APPLE Inc.’s reputation for calling the low in interest rates is being tested after it sold its first yen bonds in Japan.
Two days after the iPhone maker issued $17 billion of notes in the US on April 30, 2013, the US average investment-grade corporate yield fell to an all-time low of 2.64 percent, Bank of America Merrill Lynch data show. The yield is now 3.28 percent. The yield on 10-year dollar debt sold on February 2 has climbed 74 basis points.

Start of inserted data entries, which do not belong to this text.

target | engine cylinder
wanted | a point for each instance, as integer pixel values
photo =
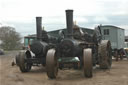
(39, 48)
(70, 48)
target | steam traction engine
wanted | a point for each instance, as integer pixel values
(90, 50)
(36, 53)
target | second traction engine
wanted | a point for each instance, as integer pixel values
(90, 50)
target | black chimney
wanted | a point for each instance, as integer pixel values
(69, 21)
(39, 27)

Apple borrowed ¥250 billion ($2 billion) at a time when benchmark yields are rising from a record low as the economy responds to central bank stimulus. It sold debt at the same rate as Japan’s five-year swap rate, or 0.35 percent, raising cash for operations, dividends, buybacks and investment.

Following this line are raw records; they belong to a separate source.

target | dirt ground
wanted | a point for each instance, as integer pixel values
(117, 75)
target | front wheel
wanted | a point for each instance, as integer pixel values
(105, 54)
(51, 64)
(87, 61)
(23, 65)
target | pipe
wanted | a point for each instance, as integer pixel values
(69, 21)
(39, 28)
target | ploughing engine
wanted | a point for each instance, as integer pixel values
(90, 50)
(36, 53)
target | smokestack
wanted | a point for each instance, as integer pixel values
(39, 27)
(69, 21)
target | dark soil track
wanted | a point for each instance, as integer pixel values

“When corporations expect the rate to go up, then, of course, they’re going to issue bonds,” said Yusuke Ito, an investor at Mizuho Asset Management in Tokyo. “They’re always trying to time the bottom. They’re not always right.”
The securities are being underwritten by Goldman Sachs Group Inc. and Mitsubishi UFJ Financial Group Inc. and were marketed to investors globally. The bond sale is one of the biggest ever in yen by an overseas company, according to data compiled by Bloomberg.
Capital return
Apple announced it would boost a capital return program by $70 billion by March 2017, and the company’s been borrowing in the US and Europe to fund it. More than $171 billion of its cash and securities was offshore, meaning it would be subject to US taxes to repatriate the funds. The company has been under pressure to return capital to shareholders, such as Carl Icahn, who has been pushing for a larger buyback. It had the equivalent of $193.5 billion in cash at the end of March.

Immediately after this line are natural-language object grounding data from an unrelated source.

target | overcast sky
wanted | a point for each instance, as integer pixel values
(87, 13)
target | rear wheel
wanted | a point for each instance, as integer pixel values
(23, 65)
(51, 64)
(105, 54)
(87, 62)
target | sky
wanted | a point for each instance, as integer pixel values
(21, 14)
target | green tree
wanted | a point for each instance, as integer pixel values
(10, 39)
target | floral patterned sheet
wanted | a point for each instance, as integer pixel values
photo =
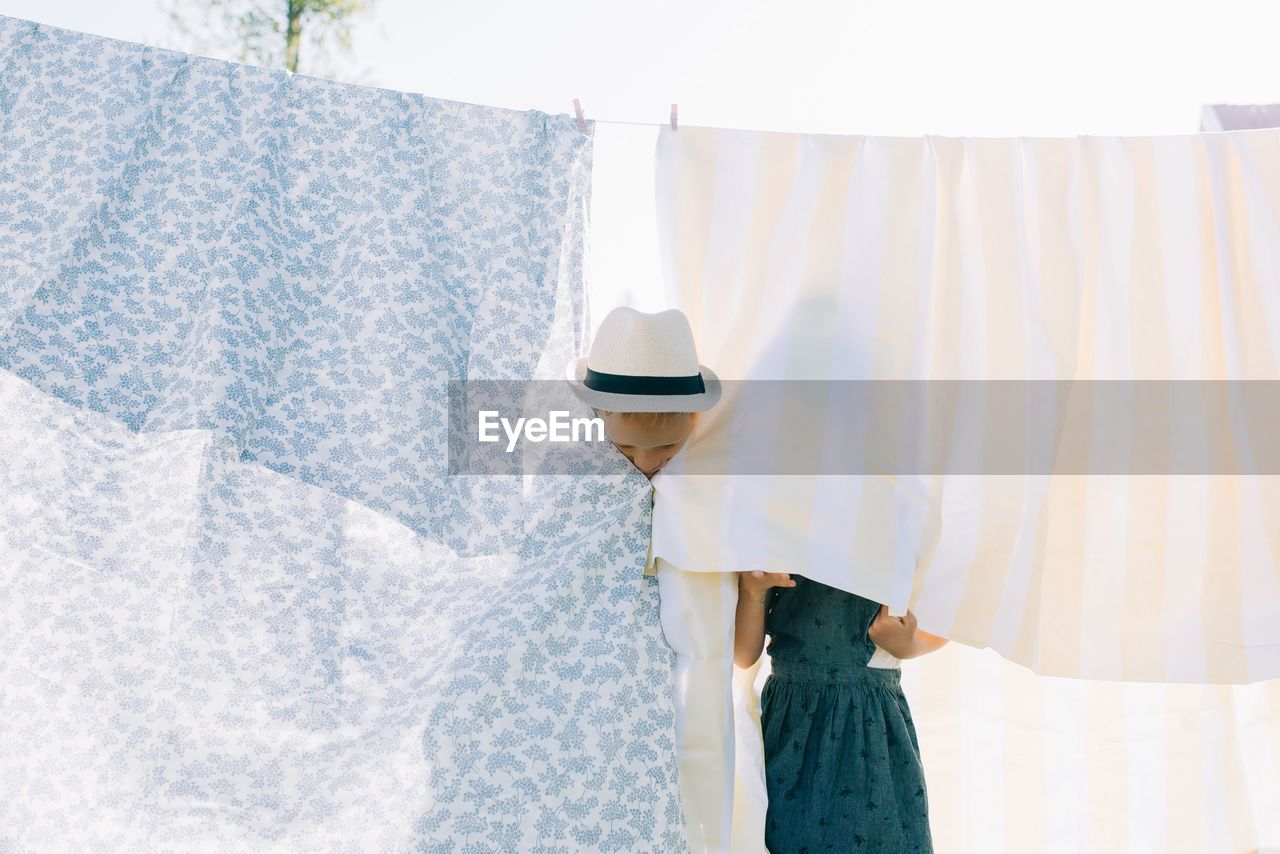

Apple sold debt in Swiss francs in February, after the benchmark yield turned negative the month before.
In the US Apple continued to borrow via bond sales in 2014 and 2015. Ten-year yields averaged 2.37 percent during the period. While that’s up from the record low of 1.38 percent set in 2012, it’s still less than the average of 3.22 percent for the past decade.
Apple’s sales aren’t the first that traders use to judge the outlook for yields. Jeffrey Serkes developed a reputation for being able to time the market when he was the treasurer of International Business Machines Corp. in the 1990s.
Rising yields
Japan’s benchmark set its all-time low of 0.195 percent in January and climbed to 0.505 percent on Thursday in Tokyo. It will rise to 0.6 percent by the middle of next year, based on a Bloomberg survey of economists.
The Bank of Japan (BOJ) is buying as much as ¥12 trillion of government debt a month, driving two straight quarters of economic expansion following a 2014 recession. The main inflation gauge is holding at zero, versus the central bank’s 2-percent target.
The International Monetary Fund said the BOJ should stand ready to increase monetary stimulus, in a report last month.
Central bank Governor Haruhiko Kuroda will probably take the advice, said Toshifumi Sugimoto, the chief investment officer at Capital Asset Management in Tokyo.
“Japan’s interest rate will remain very low,” he said. “The market is anticipating additional quantitative easing.” Ten-year Japanese government yields will be 0.2 percent to 0.3 percent by year-end, he said.
Japan revenue
The technology giant said in March it will build a research center in Yokohama. Josh Rosenstock, an Apple spokesman, declined to comment. The company earned more than $15 billion in revenues, or 8.4 percent of the total, in Japan in the fiscal year ended September 27.
While BOJ’s bond buying continues to weigh on interest rates, volatility in the Japanese debt market has increased, said Tadashi Matsukawa, Tokyo-based head of fixed-income investment at PineBridge Investments Japan.
“It’s not like last year when rates were falling,” Matsukawa said. “It feels a little like the mood for rising rates has emerged.”